Esto significa que la demanda de cereales para alimentar al ganado se duplicará en los países en desarrollo en la próxima generación. Según las proyecciones, hacia 2020 los cereales para forraje llegarán a casi 450 millones de toneladas métricas. Dada esta tendencia, que está en curso en gran parte de Asia, la demanda de maíz aumentará mucho más rápidamente que la de cualquier otro cereal, en 2,35% anual en los próximos 20 años y casi dos tercios de este aumento de la demanda corresponden al alimento para el ganado.

En China, el aumento de los ingresos y el cambio de las dietas ha redundado en una desmesurada demanda de carne, en particular, aves y cerdos. En los próximos dos decenios aumentará la demanda total de carne y esto agravará las presiones sobre los productores de cereales. Para producir un kilogramo de carne se consumen entre 4 y 5 kilogramos de cereales forrajeros52.

Adelanto hacia la seguridad alimentaria

El logro de la seguridad alimentaria—velar por que todos tengan acceso a alimentos suficientes para mantenerse en buena salud—requiere la adopción de medidas para aumentar la producción de alimentos y, al mismo tiempo, proteger al medio ambiente. Si el crecimiento de la población en los países pobres fuera más lento, se dispondría de más tiempo para lograr una producción alimentaria sostenible. Las acciones que promueven un crecimiento más lento de la población, especialmente la ampliación de los medios de acción de la mujer, también obran en pro de proteger la base de recursos naturales de la cual depende el aumento de la producción alimentaria.

Aumento de la producción alimentaria. Para dar lugar a casi 8.000 millones de personas que, según se prevé, han de poblar el planeta hacia 2025, y mejorar sus dietas, será preciso que el mundo duplique la producción alimentaria en comparación con los niveles actuales53. En los últimos años, hubo algunos acontecimientos con buenas perspectivas, entre ellos, una nueva variante de arroz mejorado capaz de aumentar el rendimiento en un 25%54, variedades mejoradas de maíz que podrían aumentar el rendimiento en hasta un 40% y podrían cultivarse en tierras marginales55 y una nueva variedad de patata, resistente a los hongos56.
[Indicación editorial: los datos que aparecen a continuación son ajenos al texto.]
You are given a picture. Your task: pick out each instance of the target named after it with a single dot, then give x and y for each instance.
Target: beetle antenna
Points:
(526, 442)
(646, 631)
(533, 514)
La experiencia recogida en el decenio de 1960 con la Revolución Verde indica que los adelantos tecnológicos y las fuerzas del mercado pueden lograr pronunciados aumentos de la producción de alimentos, pero no necesariamente resuelven los problemas de seguridad alimentaria. Por ejemplo, las nuevas variedades de alto rendimiento necesitan fertilizantes y plaguicidas especializados. Esos insumos aumentan el rendimiento pero hay pruebas cada vez más irrefutables de que perturban el equilibrio ecológico y crean nuevas enfermedades y mayores problemas con las plagas, con lo cual se necesitan otros insumos. En las zonas de bajos ingresos, tales insumos representan un gasto considerable, con lo cual el éxito pasa a ser privativo de las grandes empresas que tienen considerables reservas en efectivo para inversiones. Los agricultores en más pequeña escala tal vez no tengan tanto éxito e incluso se vean obligados a vender sus tierras y transformarse en peones con ingresos inciertos.
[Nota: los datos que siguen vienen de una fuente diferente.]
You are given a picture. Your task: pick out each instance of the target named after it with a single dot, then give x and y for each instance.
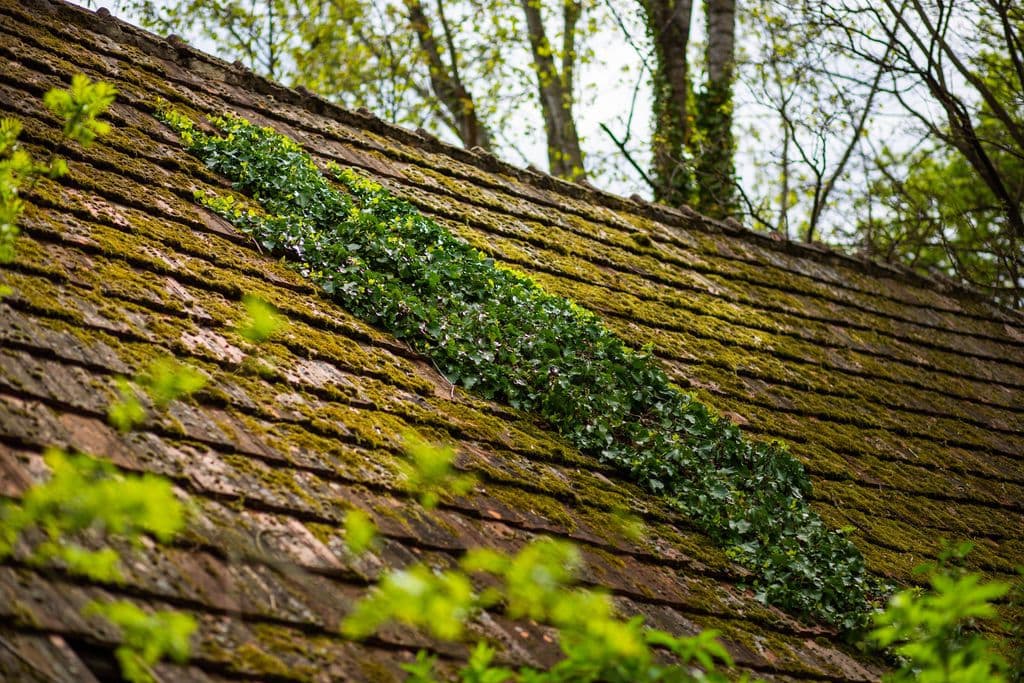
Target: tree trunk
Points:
(668, 25)
(444, 80)
(564, 155)
(714, 156)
Como lo señalaron Amartya Sen y otros autores, los problemas de escasez de alimentos suelen no ser absolutos, sino que dependen del nivel de ingresos. Durante las épocas de hambre generalizada, muchas veces los pobres han sido víctimas de inanición cuando se disponía ampliamente de alimentos que ellos no podían sufragar. Es preciso contar con mecanismos sociales para evitar el hambre, entre ellos una gobernabilidad general responsable, un control local de la producción y el suministro de alimentos, y existencias de emergencia para asegurar que los precios sean equitativos.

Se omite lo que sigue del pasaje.